OpenAI publie ses premiers modèles d’IA ouverts depuis 2019

OpenAI publie enfin ses nouveaux modèles openweights, et ce alors que les convictions de Meta semblent vaciller. Ils incluent ses dernières techniques en matière de raisonnement, mais ne sont pas multimodaux et auront fort à faire pour s’imposer face aux modèles chinois.

OpenAI a publié deux modèles GPT-OSS le 5 août au soir. Il s’agit de ses premiers modèles ouverts depuis GPT-2, qui était sorti en 2019. L’entreprise avait promis qu’elle le ferait après avoir essuyé de nombreuses critiques ces dernières années sur son choix de fermer son écosystème, d’autant plus ironique étant donné son nom.

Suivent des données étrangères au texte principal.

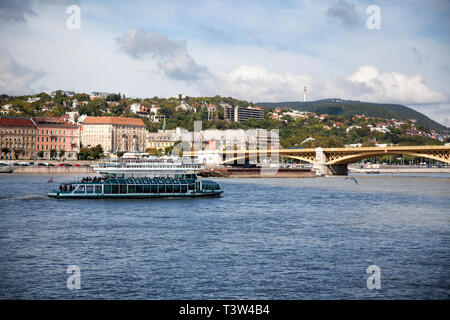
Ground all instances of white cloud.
[207,65,447,104]
[348,65,447,103]
[0,50,45,95]
[116,29,209,80]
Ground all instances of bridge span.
[183,145,450,175]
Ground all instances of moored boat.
[48,161,223,199]
[0,162,16,173]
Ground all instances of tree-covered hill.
[258,99,450,132]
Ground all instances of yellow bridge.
[184,145,450,174]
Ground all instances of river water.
[0,174,450,299]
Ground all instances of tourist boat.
[0,162,16,173]
[48,160,223,199]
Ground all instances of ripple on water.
[0,175,450,299]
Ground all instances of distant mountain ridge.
[257,99,450,132]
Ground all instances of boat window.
[112,184,119,194]
[75,185,85,193]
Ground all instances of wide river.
[0,174,450,299]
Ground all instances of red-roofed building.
[0,117,36,160]
[81,117,147,153]
[34,118,80,160]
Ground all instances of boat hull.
[0,166,16,173]
[48,190,223,199]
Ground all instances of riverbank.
[348,166,450,174]
[13,166,94,174]
[198,168,316,178]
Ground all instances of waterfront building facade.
[0,117,36,160]
[224,104,264,122]
[81,117,147,153]
[34,118,80,160]
[146,128,188,151]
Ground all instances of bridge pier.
[313,164,348,176]
[313,147,348,176]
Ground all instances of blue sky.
[0,0,450,125]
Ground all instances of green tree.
[50,149,57,159]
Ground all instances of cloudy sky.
[0,0,450,126]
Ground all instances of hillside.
[257,99,450,132]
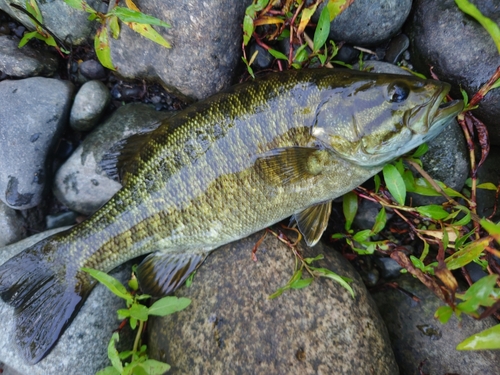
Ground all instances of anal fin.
[137,251,207,297]
[291,201,332,246]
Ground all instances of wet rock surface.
[407,0,500,145]
[0,228,133,375]
[69,80,111,131]
[110,0,251,99]
[54,103,172,215]
[373,275,500,375]
[0,77,73,209]
[148,232,398,374]
[0,35,58,78]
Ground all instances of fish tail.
[0,239,95,364]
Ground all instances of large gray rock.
[373,275,500,375]
[110,0,251,99]
[0,228,132,375]
[54,104,172,215]
[148,232,398,375]
[0,35,58,78]
[0,0,105,46]
[408,0,500,145]
[0,77,73,209]
[69,80,111,131]
[315,0,412,46]
[0,201,26,247]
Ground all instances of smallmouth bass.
[0,69,463,363]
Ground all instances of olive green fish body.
[0,70,462,363]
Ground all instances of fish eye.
[387,82,410,103]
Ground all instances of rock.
[79,60,106,79]
[54,104,172,215]
[148,232,399,374]
[0,228,132,375]
[69,81,111,131]
[314,0,412,46]
[0,202,26,247]
[408,0,500,145]
[373,275,500,375]
[0,36,58,78]
[0,0,102,45]
[109,0,251,99]
[0,77,73,209]
[477,146,500,221]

Les deux variantes sont gpt-oss-120b et gpt-oss-20b, qui comportent respectivement 117 et 21 milliards de paramètres. Ils sont disponibles sur Hugging Face et GitHub, sous licence Apache 2.0. OpenAI vante que gpt-oss-20b puisse tourner sur un simple PC haut de gamme, mais il est recommandé d’avoir une station de travail ou un système multi-GPU pour utiliser gpt-oss-120b.

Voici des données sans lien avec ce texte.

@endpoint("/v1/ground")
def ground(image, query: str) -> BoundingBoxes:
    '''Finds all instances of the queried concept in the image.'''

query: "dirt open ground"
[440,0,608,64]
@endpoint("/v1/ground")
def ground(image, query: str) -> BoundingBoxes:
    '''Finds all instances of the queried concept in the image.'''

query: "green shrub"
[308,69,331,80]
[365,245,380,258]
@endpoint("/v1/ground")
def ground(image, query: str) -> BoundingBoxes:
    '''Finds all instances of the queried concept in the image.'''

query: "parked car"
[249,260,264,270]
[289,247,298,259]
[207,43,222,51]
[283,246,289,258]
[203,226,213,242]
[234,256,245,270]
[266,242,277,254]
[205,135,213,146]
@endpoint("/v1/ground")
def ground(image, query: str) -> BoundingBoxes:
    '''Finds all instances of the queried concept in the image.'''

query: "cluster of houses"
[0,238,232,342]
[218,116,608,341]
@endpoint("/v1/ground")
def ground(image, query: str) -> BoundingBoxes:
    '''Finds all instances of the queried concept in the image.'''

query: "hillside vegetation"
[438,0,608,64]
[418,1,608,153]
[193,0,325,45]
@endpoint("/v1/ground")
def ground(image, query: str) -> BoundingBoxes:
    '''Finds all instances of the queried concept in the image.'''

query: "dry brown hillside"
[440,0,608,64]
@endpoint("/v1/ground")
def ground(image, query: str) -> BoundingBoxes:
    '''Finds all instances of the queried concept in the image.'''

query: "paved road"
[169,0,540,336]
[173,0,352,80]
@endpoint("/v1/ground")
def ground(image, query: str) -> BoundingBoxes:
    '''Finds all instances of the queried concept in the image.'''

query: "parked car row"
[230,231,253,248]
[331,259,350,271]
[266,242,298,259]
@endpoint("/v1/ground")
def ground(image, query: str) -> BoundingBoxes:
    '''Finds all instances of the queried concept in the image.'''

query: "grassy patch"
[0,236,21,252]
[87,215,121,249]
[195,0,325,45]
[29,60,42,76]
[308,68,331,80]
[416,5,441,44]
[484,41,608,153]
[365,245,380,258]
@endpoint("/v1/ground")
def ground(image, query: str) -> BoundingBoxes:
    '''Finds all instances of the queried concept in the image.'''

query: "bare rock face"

Sur le papier, les performances sont au rendez-vous. OpenAI a publié des résultats de benchmark impressionnants, et indique que GPT-OSS intègre les techniques de raisonnement par “chaîne de pensée” (CoT) et d’utilisation d’outils (notamment Python) qu’elle a développé pour ses modèles commerciaux comme ceux de la famille o3. Dans les faits, les premiers retours utilisateurs semblent plus mitigés, avec notamment un nombre important d’hallucinations rapportées.

L’optimisation pour les benchmarks est une stratégie classique dans la tech, mais qui peut vite faire déchanter. Meta en a récemment fait les frais avec Llama-4, qui s’est avéré être un échec malgré un lancement en grande pompe . Les modèles GPT-OSS sont par ailleurs quantifiés en MXFP4 (pour en réduire la taille), ce qui limite la possibilité de créer des modèles dérivés et personnalisés pour les entreprises ou développeurs indépendants.

Pas de multimodalité

GPT-OSS risque donc d’avoir du mal à s’imposer face à la concurrence, notamment chinoise. Qwen 3 devrait rester la coqueluche du secteur pendant encore quelques temps. L’autre limitation de GPT-OSS est l’absence de multimodalité. Les deux modèles ne traitent que du texte, pas d’image ou de son, contrairement aux modèles Llama de Meta par exemple. Ils devraient malgré tout trouver leur utilité, et leur sortie ne peut qu’enrichir la communauté et se doit d’être saluée. D’autant plus alors que Mark Zuckerberg semble faire marche arrière sur sa stratégie open source depuis l’échec de Llama-4.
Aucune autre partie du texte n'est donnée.